Embraer a livré 264 appareils en 2009
Le 19 mars 2010 par Yann Le Houelleur
Le troisième constructeur aéronautique mondial a sauvé les meubles, l’an dernier, grâce à l’envolée de ses avions d’affaires, principalement le nouveau Phenom, vendus à des particuliers et des sociétés de taxi aérien. Le segment des avions commerciaux, quant à lui, a eu les ailes rognées par la crise financière planétaire. L’année en cours s’annonce tout aussi difficile.
La crise financière a soumis le troisième constructeur aéronautique mondial à de fortes turbulences, qui se sont traduites par une plongée de son chiffre d’affaires. En 2009, le CA de la compagnie sise à São José dos Campos (Etat de São Paulo) a été de 4,44 milliards d’euros, contre un CA de 4,81 milliards en 2008. Toutefois, en raison de «creditos tributarios» (exemptions, en termes fiscaux), les bénéfices en 2009 se sont élevés à 368 millions d’euros contre 176 millions l’année précédente.
Dans la jungle de résultats et statistiques communiqués par le constructeur de São José dos Campos, un chiffre attire l’attention plus que les autres : l’an dernier, Embraer a livré 122 avions commerciaux (tous des moyens courriers, à l’exception de 7 ERJ-145), alors que 162 appareils de la même famille étaient sortis de ses chaînes d’assemblage en 2008. Comment expliquer une telle chute ? Un collaborateur de la compagnie fait savoir qu’en réalité la crise a amené plusieurs clients à reporter leurs commandes, «ce qui ne signifie pas une annulation des contrats signés avec nous.» Changement de taille : les compagnies nord-américaines ne sont plus le principaux clients d’Embraer, dont le principal débouché commercial est désormais l’Europe et l’Asie.
Le Phenom en deux versions
Autre chiffre frappant : le nombre d’avions qu’Embraer a livrés dans le segment affaires a été de 115 en 2009, contre 36 au cours de l’exercice précédent. Cette explosion des ventes, dans un tel segment, s’explique par la toute nouvelle commercialisation du Phenom. Cet appareil est disponible en deux versions : le Phenom 100 comprend cinq places alors que le Phenom 300a une capacité deux fois supérieure. Or, la forte progression des ventes d’avions destinés aux hommes d’affaires et aux sociétés de taxi aériennes ne saurait compenser le recul enregistré dans «la catégorie supérieure», celle de l’aviation commerciale. Alors qu’un Phenom 100 coûte 2,6 millions d’euros, le prix de vente d’un appareil commercial peut atteindre 22 millions d’euros.
Dans le segment de la défense, Embraer a livré 27 avions en 2009, dont 20 Super Tucanos.

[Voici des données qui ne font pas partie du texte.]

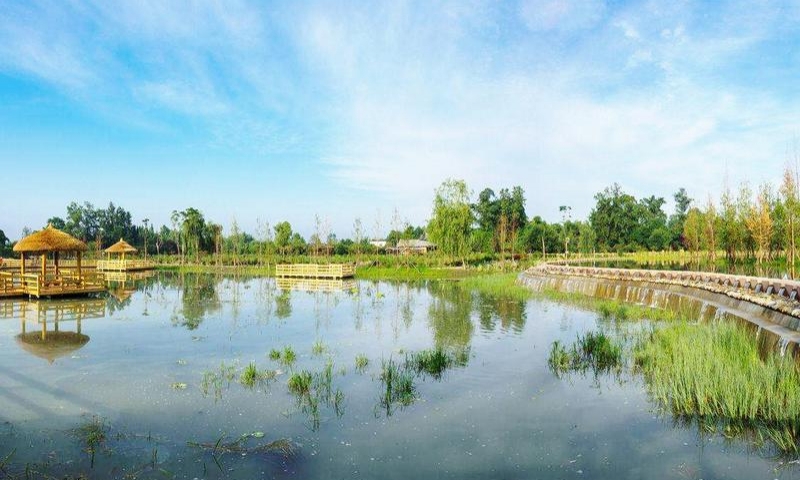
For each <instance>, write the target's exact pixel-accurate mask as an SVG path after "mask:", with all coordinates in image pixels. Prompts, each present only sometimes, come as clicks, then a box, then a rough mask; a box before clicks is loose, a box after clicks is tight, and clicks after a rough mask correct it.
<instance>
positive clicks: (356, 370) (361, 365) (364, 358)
mask: <svg viewBox="0 0 800 480" xmlns="http://www.w3.org/2000/svg"><path fill="white" fill-rule="evenodd" d="M368 365H369V358H367V356H366V355H364V354H363V353H359V354H358V355H356V371H357V372H359V373H363V372H364V370H366V369H367V366H368Z"/></svg>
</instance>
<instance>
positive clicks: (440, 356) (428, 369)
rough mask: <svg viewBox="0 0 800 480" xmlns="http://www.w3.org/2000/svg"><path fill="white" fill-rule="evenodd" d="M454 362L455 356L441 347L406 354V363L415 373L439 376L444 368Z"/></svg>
mask: <svg viewBox="0 0 800 480" xmlns="http://www.w3.org/2000/svg"><path fill="white" fill-rule="evenodd" d="M455 364H456V357H455V355H453V354H452V353H450V352H448V351H445V350H444V349H442V348H441V347H436V348H433V349H430V350H422V351H419V352H414V353H412V354H410V355H406V365H407V366H408V367H409V368H411V369H412V370H414V371H415V372H417V373H426V374H428V375H430V376H432V377H434V378H437V379H438V378H441V376H442V374H443V373H444V371H445V370H447V369H448V368H450V367H452V366H453V365H455Z"/></svg>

La montée en force de la défense et de la maintenance
Les dirigeants d’Embraer ne font pas mystère de certaines inquiétudes quant à l’année en cours, qui devrait être aussi morose que 2009. Il ne faut s’attendre à aucun miracle : «L’aviation commerciale réagit un an après qu’on ait touché le fond lors d’une forte récession», rappelle le collaborateur d’Embraer ayant répondu aux questions de l’Usine Nouvelle. Toujours est-il que le carnet de commandes du constructeur brésilien représente, à l’heure actuelle, 12,2 milliards d’euros (aviation commerciale et aviation d’affaires mêlées), ce qui garantit à l’entreprise trois années de production.
Un autre aspect intéressant, quant à l’évolution d’Embraer, est la montée en force de deux autres segments, ceux de la défense et de la maintenance, qui ont généré respectivement en 2009, un CA de 370 millions d’euros et de 431 millions. (Cette année-là, par ailleurs, l’aviation commerciale a généré des recettes de 2,5 milliards d’euros et l’aviation d’affaires 660 millions.)
L’intention du constructeur de São José dos Campos a toujours été de réduire sa dépendance par rapport à l’aviation commerciale et de trouver des relais de croissance dans les autres segments, un objectif qui est en train de se concrétiser. L’an prochain, selon les projections faites par la compagnie, le segment défense devrait dégager un CA de 477 millions d’euros, tout comme celui de la maintenance. En 2010, également, Embraer prévoit des recettes de 800 millions d’euros avec ses avions d’affaires et de recettes de 1,9 milliard avec ses appareils commerciaux. Une révolution, plus qu’une évolution, à São José dos Campos, quand on songe que le segment des avions commerciaux constituait deux-tiers du chiffre d’affaires il y a quelques années.